Die BRICS-Staaten treffen sich zum 10. Gipfeltreffen in Johannesburg 

Brasilien, Russland, Indien, China und Südafrika - nach ihren Anfangsbuchstaben kurz BRICS-Staaten genannt. Fünf Länder wie sie unterschiedlicher kaum sein könnten: ob Wirtschaftswachstum, Einwohnerzahlen oder politisches System. Und doch treffen sich diese aufstrebenden Volkswirtschaften seit 2009 jedes Jahr, um gemeinsame Interessen zu besprechen und auf eine stärkere Vertretung der Schwellen- und Entwicklungsländer in internationalen Institutionen zu drängen. Wirtschaftliche und politische Differenzen verhindern trotzdem oft, dass die Mitglieder mit einer Stimme in der Weltgemeinschaft auftreten.   

Welche Bedeutung hat das Bündnis für seine Mitglieder und wie ist die Dynamik innerhalb der Gruppe? Die Auslands-Experten der Friedrich-Naumann-Stiftung für die Freiheit analysieren die unterschiedlichen Perspektiven aus den Ländern, um diese Fragen zu beantworten. Außerdem wollen wir wissen, wie die Interessen der einzelnen Länder auf dem afrikanischen Kontinent aussehen. Am 25. Juli startet das 10. BRICS-Gipfeltreffen nämlich in Südafrika - wenig überraschend, dass dort auch Afrika eine zentrale Rolle spielt.

Welche Rolle spielt die Mitarbeit in den BRICS in der öffentlichen Debatte und der politischen Ausrichtung Ihres Landes? 

  • Die öffentliche außenpolitische Debatte Brasiliens wird aktuell von den protektionistischen Tendenzen in den USA durch den amerikanischen Präsidenten Trump bestimmt, die auch aus Sicht Brasiliens eine ernsthafte Bedrohung für den globalen Freihandel darstellen. Der 10. BRICS-Gipfel findet (bislang) kaum Beachtung, obgleich sich Brasilien unvermindert in den diversen Arbeitsgruppen sehr engagiert. 
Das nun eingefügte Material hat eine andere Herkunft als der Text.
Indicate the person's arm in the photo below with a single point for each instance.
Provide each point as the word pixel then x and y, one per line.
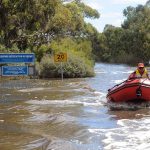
pixel 132 76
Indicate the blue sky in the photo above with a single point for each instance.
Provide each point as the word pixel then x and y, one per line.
pixel 111 11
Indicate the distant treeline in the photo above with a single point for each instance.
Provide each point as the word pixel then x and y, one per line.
pixel 46 27
pixel 129 43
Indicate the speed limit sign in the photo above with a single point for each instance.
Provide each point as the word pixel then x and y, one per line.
pixel 61 57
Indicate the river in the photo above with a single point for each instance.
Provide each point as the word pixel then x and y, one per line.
pixel 70 115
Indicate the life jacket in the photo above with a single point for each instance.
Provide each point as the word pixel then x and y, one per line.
pixel 144 75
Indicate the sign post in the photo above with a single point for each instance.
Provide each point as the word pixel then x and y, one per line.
pixel 15 58
pixel 61 57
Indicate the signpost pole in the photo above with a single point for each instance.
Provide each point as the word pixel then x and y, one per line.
pixel 62 72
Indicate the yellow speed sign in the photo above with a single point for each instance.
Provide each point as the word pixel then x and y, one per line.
pixel 61 57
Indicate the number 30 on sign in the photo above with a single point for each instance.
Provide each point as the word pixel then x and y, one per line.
pixel 61 57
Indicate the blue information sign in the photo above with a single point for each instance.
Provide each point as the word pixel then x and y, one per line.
pixel 14 70
pixel 17 58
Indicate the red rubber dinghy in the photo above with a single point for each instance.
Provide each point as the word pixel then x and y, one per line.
pixel 134 90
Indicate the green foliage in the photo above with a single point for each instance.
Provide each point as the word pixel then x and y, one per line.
pixel 73 68
pixel 48 27
pixel 129 43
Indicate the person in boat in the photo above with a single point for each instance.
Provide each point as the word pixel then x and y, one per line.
pixel 140 72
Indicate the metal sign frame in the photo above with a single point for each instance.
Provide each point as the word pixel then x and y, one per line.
pixel 17 58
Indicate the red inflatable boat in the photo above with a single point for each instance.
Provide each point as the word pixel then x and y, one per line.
pixel 135 90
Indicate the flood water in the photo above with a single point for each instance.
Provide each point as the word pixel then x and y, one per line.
pixel 70 115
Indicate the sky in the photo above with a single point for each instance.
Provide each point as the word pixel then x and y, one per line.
pixel 111 11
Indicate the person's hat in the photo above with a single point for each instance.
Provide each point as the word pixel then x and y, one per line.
pixel 140 65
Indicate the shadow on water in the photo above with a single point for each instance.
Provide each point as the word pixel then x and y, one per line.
pixel 129 110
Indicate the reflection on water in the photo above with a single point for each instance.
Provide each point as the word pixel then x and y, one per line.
pixel 70 115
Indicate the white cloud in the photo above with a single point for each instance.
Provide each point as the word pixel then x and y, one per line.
pixel 129 1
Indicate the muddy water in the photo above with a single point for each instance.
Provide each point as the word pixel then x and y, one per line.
pixel 70 115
    Brasiliens Hauptinteresse liegt in den Bereichen: Industrie 4.0, neue Technologien & Innovationen, Wissenschaft und Gesundheitswesen sowie erneuerbare Energien. Zu diesen Themen will Brasilien hochqualifizierte Beiträge zum multilateralen Wissensaustausch leisten. 

    Konkret hofft Brasilien u.a. auf die Verabschiedung eines Flugstreckennetzausbaus innerhalb der BRICS-Staaten nach dem Vorbild der USA; die Einrichtung eines gemeinsamen Pharmazie-Zentrums zur Erforschung und Herstellung von Impfstoffen und Medikamenten; den kostenfreien Zugriff auf Satellitenbilder der BRICS-Staaten und die Diversifizierung der Energie-Matrizen der BRICS-Staaten.

    Das krisengeschüttelte Land wählt am 7. Oktober 2018 seinen neuen Präsidenten. Bis dahin wird Brasilien vermutlich in seinem innen- und außenpolitisch Schlafmodus verweilen. Die Anforderungen an den neuen Präsidenten sind hoch, die Liste der dringendsten Aufgaben lag - insbesondere auch hinsichtlich einer klaren außenpolitischen Ausrichtung Brasiliens. Im April 2018 erhielt Brasilien erstmals einen Kredit von der BRICS-eigenen New Development Bank-NDB in Höhe von US$ 67,3 Mio. für den Bau von sechs Windparkanlagen, die Teil eines Windparkgroßprojekts im Nordosten Brasiliens sind. Die Auszahlung anderer, seit längerem genehmigter Kredite an Brasilien wird erwartet. Laut Vorstandsbeschluss der NDB wird bis Ende 2018 eine Regionalniederlassung der NDB für die Amerikas mit Sitz in São Paulo eröffnet, die insbesondere die finanzielle Abwicklung künftiger brasilianischer Projekte erleichtern soll.

  • Die Wachstumsraten in Russland sind in den letzten Jahren wegen der verpassten Reformen stark hinter den anderen BRICS-Ländern zurückgefallen. Weil die Annexion der Krim und der Krieg in Ukraine und Syrien die Beziehung zu den entwickelten Industrienationen der Welt belastet, gibt es die Hoffnung, zukünftige Kredite und Investitionen aus den BRICS-Ländern zu erhalten. Im staatlichen Fernsehen und der öffentlichen Debatte spielen die BRICS und Russlands Mitarbeit im Moment keine große Rolle. 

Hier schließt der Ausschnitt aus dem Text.